With beautiful weather, a record attendance, and good racing, the day resulted in being a most enjoyable one for those present.

Amongst the spectators were Mr. and Mrs. W, Mortloek, Miss M. Doswell, Mr. and Mrs. Christinson, the Hon. L. O'Loughlin, Mr and Mrs. J. Tennant, Mr. and Mrs. R. Hope, Miss G. Prockter, Miss D. Frazer, Dr, Glynn, Mr. and Mrs. A. Gebhardt, Mr, and Mrs. Tothill, Mr. and Miss Power, Miss Ward, Dr. Stevens (Millicent), Messrs. L. Gebhardt. E. Bowman, J. Kerr, F. Tennant, R. Gwynne, A. Fenner, E. Britten Jones, D. Bowman, W. A. West, A. Carter.

 
1909

Chronicle (Adelaide, SA) Saturday 18 February 1911, page 53

MARTINDALE RACES.

A large gathering of people attended the Martindale races on Wednesday, February 8, including a number of racing enthusiasts who journeyed up from town.

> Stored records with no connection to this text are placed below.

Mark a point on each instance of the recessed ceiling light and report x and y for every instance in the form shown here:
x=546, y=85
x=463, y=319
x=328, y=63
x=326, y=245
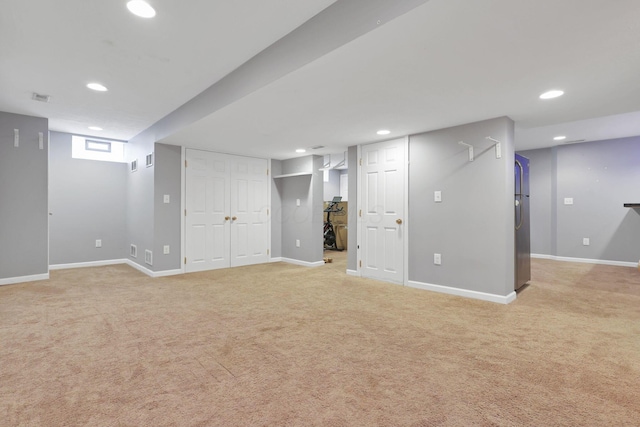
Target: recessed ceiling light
x=552, y=94
x=97, y=87
x=141, y=8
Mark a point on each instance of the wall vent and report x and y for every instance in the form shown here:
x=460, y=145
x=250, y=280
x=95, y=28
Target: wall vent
x=40, y=97
x=148, y=257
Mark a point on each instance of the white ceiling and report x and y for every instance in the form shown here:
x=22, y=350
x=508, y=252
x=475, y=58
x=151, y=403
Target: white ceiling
x=444, y=63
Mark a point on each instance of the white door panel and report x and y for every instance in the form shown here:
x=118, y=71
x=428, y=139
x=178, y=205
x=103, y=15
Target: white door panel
x=383, y=204
x=227, y=211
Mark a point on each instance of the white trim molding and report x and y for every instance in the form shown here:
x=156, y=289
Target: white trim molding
x=506, y=299
x=303, y=263
x=23, y=279
x=87, y=264
x=586, y=260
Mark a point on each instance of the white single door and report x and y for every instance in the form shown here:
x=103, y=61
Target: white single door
x=249, y=211
x=207, y=211
x=383, y=200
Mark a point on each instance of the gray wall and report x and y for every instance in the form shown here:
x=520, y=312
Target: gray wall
x=473, y=227
x=87, y=200
x=140, y=198
x=600, y=177
x=352, y=230
x=23, y=197
x=302, y=222
x=167, y=179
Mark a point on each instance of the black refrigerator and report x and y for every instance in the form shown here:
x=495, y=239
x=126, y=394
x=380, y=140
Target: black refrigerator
x=522, y=234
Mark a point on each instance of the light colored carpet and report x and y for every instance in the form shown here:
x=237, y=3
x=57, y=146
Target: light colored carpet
x=283, y=345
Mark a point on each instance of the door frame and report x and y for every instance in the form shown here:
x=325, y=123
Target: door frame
x=405, y=220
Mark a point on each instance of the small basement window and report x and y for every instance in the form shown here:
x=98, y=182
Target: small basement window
x=102, y=146
x=97, y=149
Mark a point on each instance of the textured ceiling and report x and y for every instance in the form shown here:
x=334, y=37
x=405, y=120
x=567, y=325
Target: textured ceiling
x=442, y=63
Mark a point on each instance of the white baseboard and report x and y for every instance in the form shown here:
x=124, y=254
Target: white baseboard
x=165, y=273
x=464, y=292
x=586, y=260
x=87, y=264
x=22, y=279
x=542, y=256
x=303, y=263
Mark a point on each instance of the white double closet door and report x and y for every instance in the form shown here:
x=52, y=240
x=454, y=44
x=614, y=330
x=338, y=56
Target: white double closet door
x=227, y=211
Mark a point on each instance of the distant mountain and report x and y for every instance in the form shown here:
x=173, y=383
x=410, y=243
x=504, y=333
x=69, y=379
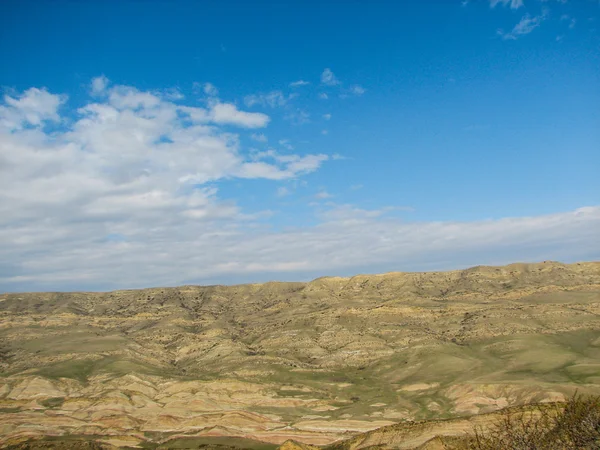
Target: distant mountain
x=253, y=366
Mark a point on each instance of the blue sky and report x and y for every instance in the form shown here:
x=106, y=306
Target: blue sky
x=162, y=143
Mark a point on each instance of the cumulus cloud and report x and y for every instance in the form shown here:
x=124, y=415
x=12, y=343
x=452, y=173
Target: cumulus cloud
x=32, y=107
x=126, y=194
x=272, y=99
x=258, y=137
x=299, y=83
x=357, y=90
x=210, y=90
x=347, y=240
x=227, y=113
x=328, y=78
x=134, y=166
x=98, y=85
x=514, y=4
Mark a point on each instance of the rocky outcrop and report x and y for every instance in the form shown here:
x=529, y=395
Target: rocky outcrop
x=313, y=362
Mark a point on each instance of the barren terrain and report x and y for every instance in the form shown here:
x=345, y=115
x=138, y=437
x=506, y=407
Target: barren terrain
x=315, y=362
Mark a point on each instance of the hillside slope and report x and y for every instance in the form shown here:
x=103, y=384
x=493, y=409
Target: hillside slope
x=315, y=362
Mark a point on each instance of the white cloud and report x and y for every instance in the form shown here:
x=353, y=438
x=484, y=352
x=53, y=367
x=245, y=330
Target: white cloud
x=135, y=165
x=357, y=90
x=33, y=107
x=328, y=78
x=227, y=113
x=297, y=117
x=98, y=85
x=525, y=26
x=210, y=90
x=272, y=99
x=514, y=4
x=258, y=137
x=282, y=192
x=285, y=143
x=299, y=83
x=134, y=179
x=323, y=194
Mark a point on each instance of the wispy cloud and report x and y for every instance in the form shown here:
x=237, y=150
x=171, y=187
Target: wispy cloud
x=323, y=195
x=525, y=26
x=282, y=191
x=297, y=117
x=328, y=78
x=258, y=137
x=357, y=90
x=514, y=4
x=285, y=143
x=210, y=90
x=299, y=83
x=273, y=99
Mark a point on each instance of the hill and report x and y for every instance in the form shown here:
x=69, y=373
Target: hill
x=315, y=362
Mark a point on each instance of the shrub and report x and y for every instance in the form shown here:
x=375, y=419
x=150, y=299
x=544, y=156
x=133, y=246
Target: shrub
x=574, y=425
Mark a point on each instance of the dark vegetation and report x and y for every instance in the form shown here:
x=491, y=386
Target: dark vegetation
x=572, y=426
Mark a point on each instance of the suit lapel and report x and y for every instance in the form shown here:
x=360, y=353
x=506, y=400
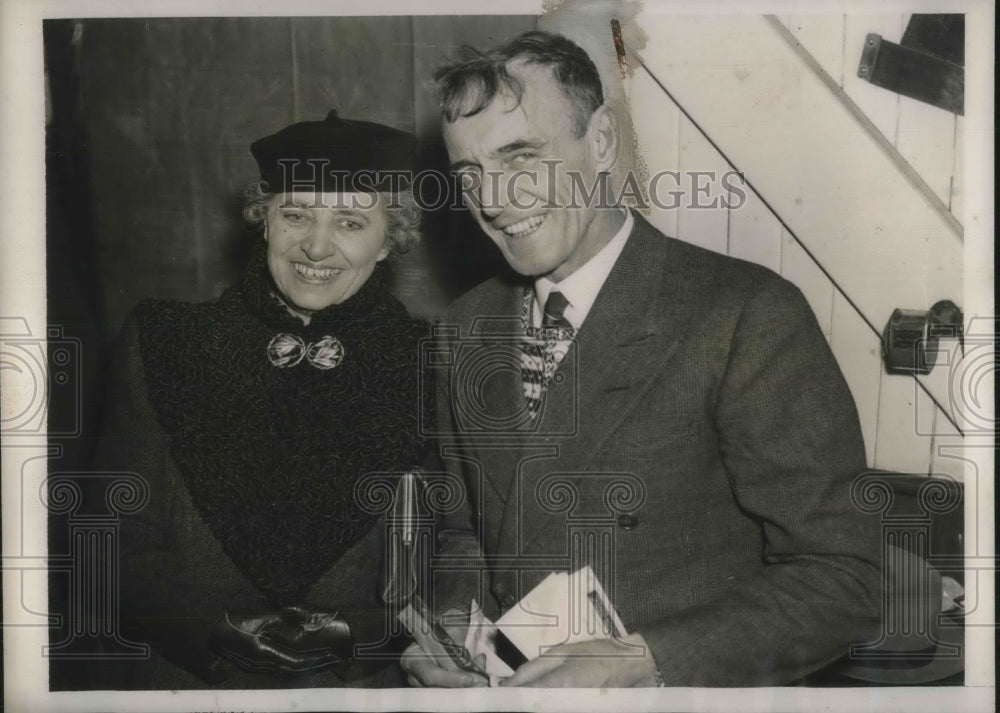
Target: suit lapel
x=632, y=331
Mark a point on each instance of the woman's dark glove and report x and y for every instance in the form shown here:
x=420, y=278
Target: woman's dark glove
x=293, y=642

Usually the meeting falls on one of the hottest days of the summer months, but this year it rained for the most part of the day; but, notwithstanding the wet weather, the people from all surrounding districts put in an appearance.

 

Mrs. W. T. Mortlock and Mrs. David Power entertained a number of. their friends at an enjoyable luncheon party, and later at afternoon tea.

Amongst the guests were Mr. and Mrs. John Tennant, Mr. and Mrs. R. M. Hawker, Mrs. E. Bowman, Mr. and Mrs. Maitland. Mrs. Christenson, Mr. and Mrs J. Malcolm, Mr. and Mrs. Faulkner, Mr. and Mrs. Lyall Mr. and Mrs. Weston, Mr. and Mrs. L. Aldridge, Mrs. West., Mrs. Harcus, the Misses May Love, Tomkinson, H. Hammond, D. Weston, R. Gwynne, P. Bowman, Norman, Parsons, Robin Norman, O. Harrold, Hawkes, and Messrs. W. T. Mortlock, D. Power, H. A. Parsons, Duffield, Tanner, C. Beaven, R. and C. Gwynne, W. Wood, W. A. West, S. Ayers, D. Bowman, F. Tennant, R. Hope, Hawkes, van Senden, H. Coles.

Others present on the course were Mr. and Mrs. Phil Newland, Mr. and Mrs. Lindsay, the Misses Lindsay, Mr. Lance Lewis, Mr. N. Colley.

1911
 
 

Daily Herald (Adelaide, SA), Thursday 13 February 1913, page 7

MARTINDALE RACES - SUCCESSFUL COUNTRY MEETING

EAGER WINS AGAIN

HORSE, OWNER, AND JOCKEY, DISQUALIFIED

The meeting of the Martindale Jockey Club was held on the Manoora Racecourse yesterday. There was an excellent attendance.

Country folk for many miles around gathered to enjoy the sport; and a strong contingent went up from the city in two special trains, which were comfortably filled, and ran well to scheduled time.

Early visitors to the course were side to inspect the improvements made by the club during the year.

One of the best features noticed was the complete railing in of the racing track, which is unusual at country race meetings. The result was that the racing was of a high order, and compared favorably with city racing.